El lenguaje sigue siendo aún la mediación necesaria de la toma de conciencia del mundo de la alienación (Hegel diría: la alienación necesaria), el instrumento de la teoría radical que terminará por apoderarse de las masas porque es suyo y sólo entonces encontrará su verdad. Es primordial entonces que forjemos nuestro propio lenguaje, el de la vida real, contra el lenguaje ideológico del poder, lugar de justificación de todas las categorías del viejo mundo. Debemos desde ahora impedir la falsificación de nuestras teorías, su posible recuperación. Utilizamos conceptos determinados utilizados por los especialistas, pero dándoles un contenido nuevo, volviéndolos contra las especializaciones que sustentan y contra los futuros pensadores a sueldo que (como hicieron Claudel con Rimbaud y Klossowski con Sade) sintieran la tentación de proyectar su propia podredumbre sobre la teoría situacionista. Las futuras revoluciones tendrán que inventar su propio lenguaje. Para reencontrar su verdad, los conceptos de la crítica radical serán reconsiderados uno a uno. La palabra alienación, por ejemplo, uno de los conceptos-clave para la comprensión de la sociedad moderna, debe ser desinfectada después de haber pasado por la boca de Axelos. Todas las palabras, servidoras como son del poder, guardan con éste la misma relación que el proletariado, y como él son instrumentos y agentes de la futura liberación. ¡Pobre Revel! No hay palabras prohibidas. En el lenguaje, como sucederá en todo lo demás, todo está permitido. Prohibirse el empleo de una palabra es renunciar al empleo de un arma utilizada por nuestros adversarios.

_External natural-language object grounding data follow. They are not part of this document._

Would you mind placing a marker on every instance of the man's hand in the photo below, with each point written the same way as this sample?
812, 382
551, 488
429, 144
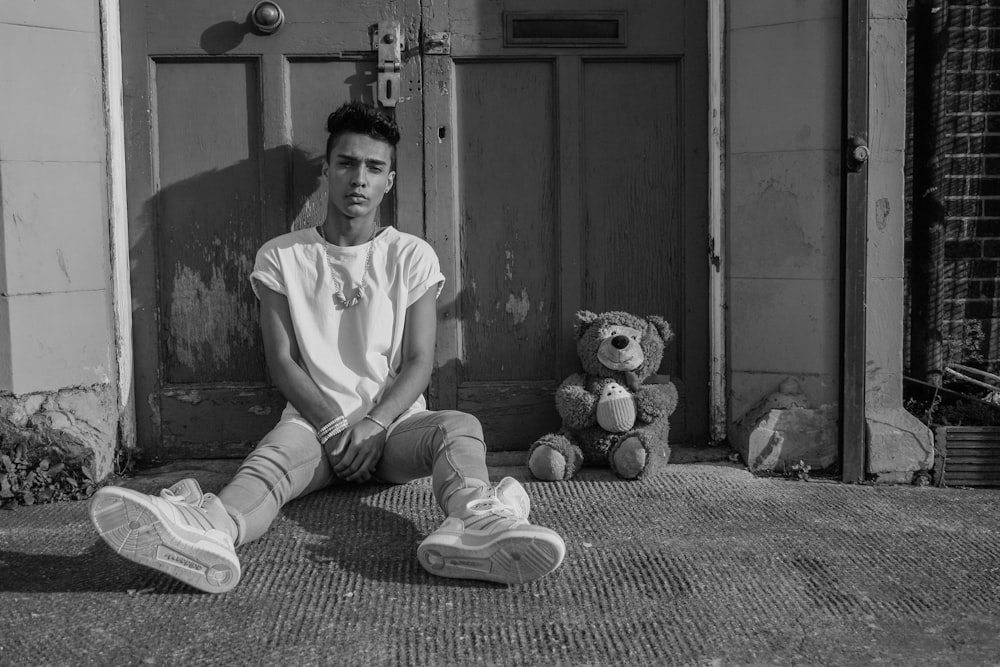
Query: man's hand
365, 442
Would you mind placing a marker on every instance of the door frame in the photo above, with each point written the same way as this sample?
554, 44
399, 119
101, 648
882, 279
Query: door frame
121, 289
118, 216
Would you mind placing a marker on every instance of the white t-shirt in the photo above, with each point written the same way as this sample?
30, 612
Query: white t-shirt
352, 354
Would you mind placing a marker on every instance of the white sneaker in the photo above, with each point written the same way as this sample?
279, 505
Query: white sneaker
172, 533
492, 540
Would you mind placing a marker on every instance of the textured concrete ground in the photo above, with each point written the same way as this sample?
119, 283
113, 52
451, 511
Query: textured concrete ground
703, 565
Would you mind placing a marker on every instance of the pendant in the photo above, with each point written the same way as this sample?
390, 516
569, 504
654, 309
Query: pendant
348, 303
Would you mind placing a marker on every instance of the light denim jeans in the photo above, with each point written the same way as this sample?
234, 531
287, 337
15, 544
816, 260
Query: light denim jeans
289, 463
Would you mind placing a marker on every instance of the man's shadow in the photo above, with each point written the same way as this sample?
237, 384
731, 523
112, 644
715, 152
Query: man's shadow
373, 530
98, 569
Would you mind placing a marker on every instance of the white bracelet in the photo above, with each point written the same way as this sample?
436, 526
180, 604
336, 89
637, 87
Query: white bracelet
332, 428
372, 419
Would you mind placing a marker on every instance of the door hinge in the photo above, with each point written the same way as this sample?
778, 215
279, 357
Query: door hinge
437, 44
388, 43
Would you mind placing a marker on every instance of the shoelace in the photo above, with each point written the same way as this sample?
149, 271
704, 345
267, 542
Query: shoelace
178, 499
487, 511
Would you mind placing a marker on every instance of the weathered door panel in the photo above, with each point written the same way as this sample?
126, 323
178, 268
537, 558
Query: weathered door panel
225, 132
567, 155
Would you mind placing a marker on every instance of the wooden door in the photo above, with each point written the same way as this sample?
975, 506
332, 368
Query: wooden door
566, 145
225, 137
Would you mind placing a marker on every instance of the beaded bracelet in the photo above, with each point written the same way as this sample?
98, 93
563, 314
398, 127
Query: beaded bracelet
372, 419
332, 428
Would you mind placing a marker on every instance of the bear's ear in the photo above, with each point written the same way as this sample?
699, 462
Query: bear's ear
584, 318
662, 327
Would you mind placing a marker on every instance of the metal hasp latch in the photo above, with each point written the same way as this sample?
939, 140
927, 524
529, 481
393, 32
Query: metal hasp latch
857, 153
388, 43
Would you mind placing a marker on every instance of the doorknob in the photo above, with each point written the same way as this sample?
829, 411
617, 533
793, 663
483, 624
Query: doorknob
388, 43
267, 17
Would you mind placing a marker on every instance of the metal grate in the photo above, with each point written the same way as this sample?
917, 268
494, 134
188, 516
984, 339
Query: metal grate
971, 455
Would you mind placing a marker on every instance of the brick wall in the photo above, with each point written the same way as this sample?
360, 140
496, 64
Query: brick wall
964, 254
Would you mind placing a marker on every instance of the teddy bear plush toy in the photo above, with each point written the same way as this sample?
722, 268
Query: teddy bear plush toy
612, 415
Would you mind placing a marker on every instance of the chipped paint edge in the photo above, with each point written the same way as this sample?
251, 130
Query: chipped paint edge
716, 254
121, 291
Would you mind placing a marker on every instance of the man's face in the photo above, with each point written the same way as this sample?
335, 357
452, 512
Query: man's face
359, 174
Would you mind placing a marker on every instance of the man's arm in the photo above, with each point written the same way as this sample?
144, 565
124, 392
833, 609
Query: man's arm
366, 439
282, 353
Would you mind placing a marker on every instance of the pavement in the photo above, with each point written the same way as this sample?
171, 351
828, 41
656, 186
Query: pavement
703, 564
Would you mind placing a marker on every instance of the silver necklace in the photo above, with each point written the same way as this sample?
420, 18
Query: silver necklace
359, 293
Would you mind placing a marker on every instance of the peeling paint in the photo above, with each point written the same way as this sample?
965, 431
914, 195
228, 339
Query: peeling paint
207, 319
882, 210
519, 307
61, 259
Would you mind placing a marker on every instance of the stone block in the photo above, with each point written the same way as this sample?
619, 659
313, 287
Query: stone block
53, 108
899, 444
52, 341
759, 13
785, 213
782, 430
783, 90
782, 438
54, 236
77, 15
784, 326
746, 388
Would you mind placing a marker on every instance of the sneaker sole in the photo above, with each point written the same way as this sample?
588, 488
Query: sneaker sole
514, 557
131, 525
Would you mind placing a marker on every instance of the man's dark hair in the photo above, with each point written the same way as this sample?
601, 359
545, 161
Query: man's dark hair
361, 118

Nuestro diccionario será una especie de código con el que descifrar las informaciones y desgarrar el velo ideológico que cubre la realidad. Daremos las acepciones posibles que permitan aprehender los diferentes aspectos de la sociedad del espectáculo y muestren cómo los más pequeños indicios (los más pequeños signos) contribuyen a mantenerla. Se trata en cierta forma de un diccionario bilingüe, porque cada palabra posee un sentido "ideológico" que corresponde al poder y un sentido real que creemos que corresponde a la vida real en la fase histórica actual. También podemos determinar las distintas posiciones de las palabras en la guerra social. Si el problema de la ideología es saber cómo descender del cielo de las ideas al mundo real, nuestro diccionario será una contribución a la elaboración de la nueva teoría revolucionaria, donde el problema es saber cómo pasar del lenguaje a la vida. La apropiación real de las palabras que trabajan no puede realizarse al margen de la apropiación del trabajo mismo. El establecimiento de la actividad creadora liberada será, al mismo tiempo, el establecimiento de la verdadera comunicación finalmente liberada, y la transparencia de las relaciones humanas reemplazará a la pobreza de las palabras con el antiguo régimen de la opacidad. Las palabras no dejarán de trabajar hasta que los hombres no hayan dejado de hacerlo.